On August 23 the campaign to free the Santa Marta and ADES water defenders celebrated a small victory as the judge of the lower court of Sensuntepeque ordered house arrest for the 5 community leaders who had been languishing in jail since January 11, under the horrific conditions of the Salvadoran penitentiary system.
The Water Defenders have been charged with a crime that allegedly occurred in 1989, in the context of the Salvadorean civil war. However, legal experts have pointed out first that the attorney general´s lawyers have failed to provide evidence to warrant their detention, and second, that the National Reconciliation Law of 1992 gave amnesty to FMLN combatants in order to guarantee their transition into civil life. Last June, the legal defense team presented the first application to have the case annulled based on the 1992 National Reconciliation Law, but the application was dismissed on technical grounds. If the second attempt to have the charges dropped fails, then the case will continue its normal course and possibly go to trial after a February 2, 2024, deadline granted to the Attorney General´s lawyers in order to conduct further investigations.

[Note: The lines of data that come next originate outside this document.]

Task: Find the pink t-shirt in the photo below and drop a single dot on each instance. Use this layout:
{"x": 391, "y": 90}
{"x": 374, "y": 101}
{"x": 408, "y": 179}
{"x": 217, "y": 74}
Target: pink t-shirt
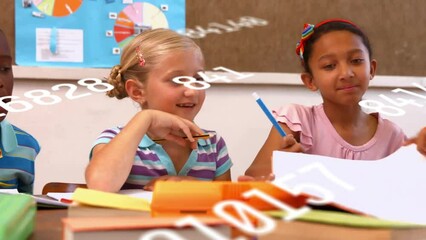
{"x": 318, "y": 136}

From the beginning, Salvadoran environmental organizations have argued that the detention of the Santa Marta and ADES water defenders had nothing to do with bringing justice to war victims, as the Salvadorean Attorney General claimed, but more as an act of intimidaton to demobilise organized communities of Cabañas. Since 2019, environmentalists have dennounced that the Salvadorean government is slowly taking steps to revert the 2017 mining ban.